Under the amendment, employers are prohibited from discriminating against pregnant workers or otherwise treating pregnant women less favorably than those who are not pregnant but have similar work abilities. Employers must also provide reasonable accommodations for pregnant employees who request them on the advice of their physicians. Reasonable accommodations may include restroom breaks, permission to carry a water bottle, periodic rest, assistance with manual labor, job restructuring, a modified work schedule, or a temporary transfer to work that is less physically demanding or hazardous. The law does not affect employees’ current leave rights.
Employers do not have to make accommodations if the accommodations would amount to an undue hardship. Factors to be considered in determining whether an accommodation is an undue hardship include: the size of the business; the type of its operations; the nature and cost of the accommodation, taking into consideration the availability of tax credits, tax deductions, and outside funding; and the extent to which the proposed accommodation would involve waiving an essential requirement of a job. Employers may not penalize employees in the terms, conditions, or privileges of employment for requesting or using a pregnancy-related workplace accommodation.
The amendment does not have a separate notice requirement, but New Jersey employers are required to conspicuously display the New Jersey Division of Civil Rights’ (the Division) official poster in the workplace.

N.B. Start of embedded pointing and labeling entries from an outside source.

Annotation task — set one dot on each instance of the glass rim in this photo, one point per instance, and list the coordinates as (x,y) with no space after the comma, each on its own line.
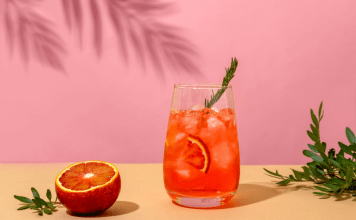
(200,85)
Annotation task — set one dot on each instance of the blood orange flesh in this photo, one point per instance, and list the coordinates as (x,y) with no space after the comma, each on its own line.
(197,154)
(88,187)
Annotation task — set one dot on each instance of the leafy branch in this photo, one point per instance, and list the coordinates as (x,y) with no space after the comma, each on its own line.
(333,172)
(38,204)
(230,73)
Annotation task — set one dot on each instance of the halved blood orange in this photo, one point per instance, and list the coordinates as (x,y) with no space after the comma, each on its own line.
(88,187)
(197,154)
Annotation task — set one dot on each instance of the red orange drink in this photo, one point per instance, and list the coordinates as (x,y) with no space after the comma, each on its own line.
(201,157)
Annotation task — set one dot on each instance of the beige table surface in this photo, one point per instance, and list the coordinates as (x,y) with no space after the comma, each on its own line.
(143,196)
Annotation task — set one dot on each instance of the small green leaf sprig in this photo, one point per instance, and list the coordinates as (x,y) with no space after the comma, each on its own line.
(333,173)
(230,73)
(38,204)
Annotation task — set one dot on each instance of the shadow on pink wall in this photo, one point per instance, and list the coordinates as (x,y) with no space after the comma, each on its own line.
(135,23)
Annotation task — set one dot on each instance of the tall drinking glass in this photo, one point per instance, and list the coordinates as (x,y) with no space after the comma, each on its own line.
(201,164)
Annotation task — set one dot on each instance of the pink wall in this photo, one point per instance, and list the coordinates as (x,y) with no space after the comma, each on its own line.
(292,55)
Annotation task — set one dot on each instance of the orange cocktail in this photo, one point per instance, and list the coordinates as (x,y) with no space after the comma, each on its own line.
(201,158)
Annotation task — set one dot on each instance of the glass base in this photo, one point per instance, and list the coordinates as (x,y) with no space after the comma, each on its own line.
(200,202)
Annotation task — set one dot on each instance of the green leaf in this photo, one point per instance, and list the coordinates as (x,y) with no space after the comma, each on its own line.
(320,108)
(315,121)
(306,173)
(319,193)
(24,207)
(23,199)
(47,211)
(50,205)
(35,193)
(298,175)
(331,153)
(292,178)
(49,194)
(345,148)
(37,203)
(352,147)
(312,155)
(274,174)
(314,131)
(322,189)
(333,162)
(331,187)
(44,203)
(34,207)
(350,136)
(311,136)
(311,147)
(323,145)
(284,182)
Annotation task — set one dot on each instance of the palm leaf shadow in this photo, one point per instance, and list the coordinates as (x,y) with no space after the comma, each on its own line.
(33,33)
(161,43)
(136,23)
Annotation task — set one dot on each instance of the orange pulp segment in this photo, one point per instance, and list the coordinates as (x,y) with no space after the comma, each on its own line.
(197,154)
(86,175)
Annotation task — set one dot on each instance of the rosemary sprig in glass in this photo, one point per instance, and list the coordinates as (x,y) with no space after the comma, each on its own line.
(230,73)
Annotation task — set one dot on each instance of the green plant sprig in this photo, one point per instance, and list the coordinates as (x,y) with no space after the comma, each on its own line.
(230,73)
(38,204)
(333,172)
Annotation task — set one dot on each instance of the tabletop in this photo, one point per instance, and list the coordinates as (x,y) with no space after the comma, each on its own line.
(143,196)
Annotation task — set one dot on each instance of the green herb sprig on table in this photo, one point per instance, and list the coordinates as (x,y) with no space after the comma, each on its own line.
(38,204)
(230,73)
(333,172)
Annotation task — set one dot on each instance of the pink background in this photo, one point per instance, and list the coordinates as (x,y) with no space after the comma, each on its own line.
(292,55)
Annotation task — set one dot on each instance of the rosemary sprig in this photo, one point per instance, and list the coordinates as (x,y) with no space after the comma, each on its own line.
(38,204)
(333,172)
(229,75)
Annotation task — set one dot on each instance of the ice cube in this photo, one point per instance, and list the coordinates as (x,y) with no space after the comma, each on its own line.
(223,154)
(215,109)
(197,107)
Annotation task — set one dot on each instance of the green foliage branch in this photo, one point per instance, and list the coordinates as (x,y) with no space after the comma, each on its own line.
(331,171)
(37,204)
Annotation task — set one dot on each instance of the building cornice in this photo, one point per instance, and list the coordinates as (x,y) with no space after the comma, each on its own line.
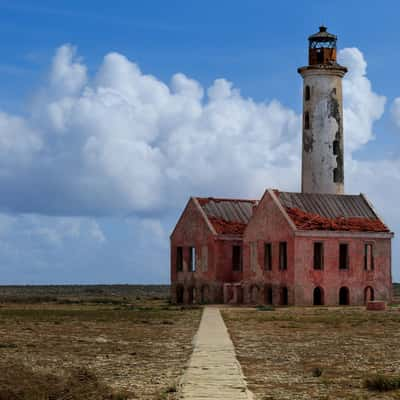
(345,234)
(324,70)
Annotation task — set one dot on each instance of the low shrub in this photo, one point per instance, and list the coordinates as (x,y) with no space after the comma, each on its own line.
(382,383)
(265,308)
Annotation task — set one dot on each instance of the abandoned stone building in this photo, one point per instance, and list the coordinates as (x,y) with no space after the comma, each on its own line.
(317,247)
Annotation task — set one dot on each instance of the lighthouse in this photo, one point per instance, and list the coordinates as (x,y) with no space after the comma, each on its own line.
(322,145)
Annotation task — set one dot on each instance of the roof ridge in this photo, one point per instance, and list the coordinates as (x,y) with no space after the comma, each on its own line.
(226,199)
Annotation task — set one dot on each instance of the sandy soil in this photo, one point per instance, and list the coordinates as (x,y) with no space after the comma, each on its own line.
(140,348)
(315,353)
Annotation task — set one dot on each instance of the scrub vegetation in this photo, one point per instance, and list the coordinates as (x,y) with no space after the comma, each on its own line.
(318,352)
(93,342)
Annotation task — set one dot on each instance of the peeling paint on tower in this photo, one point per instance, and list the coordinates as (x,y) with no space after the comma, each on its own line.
(322,166)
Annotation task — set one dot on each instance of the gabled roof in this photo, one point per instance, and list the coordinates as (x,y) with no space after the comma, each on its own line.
(227,216)
(334,212)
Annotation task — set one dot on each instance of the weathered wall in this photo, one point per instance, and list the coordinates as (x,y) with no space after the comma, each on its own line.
(331,278)
(322,150)
(213,260)
(267,225)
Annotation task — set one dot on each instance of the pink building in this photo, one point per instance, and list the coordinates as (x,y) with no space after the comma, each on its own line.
(317,247)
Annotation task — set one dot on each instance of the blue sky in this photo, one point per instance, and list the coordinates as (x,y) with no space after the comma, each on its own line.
(91,197)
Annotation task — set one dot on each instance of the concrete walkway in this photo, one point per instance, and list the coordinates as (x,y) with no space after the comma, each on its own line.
(213,372)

Employers should ensure compliance with the new law by training human resources employees and managers to handle accommodation requests, reviewing, and, if necessary, revising reasonable accommodation policies and procedures, as well as posting an updated Division poster when it becomes available.
New Jersey joins Alaska, California, Connecticut, Hawaii, Illinois, Louisiana, Maryland, Texas, and New York City in requiring some or all employers to provide certain types of accommodations to pregnant workers.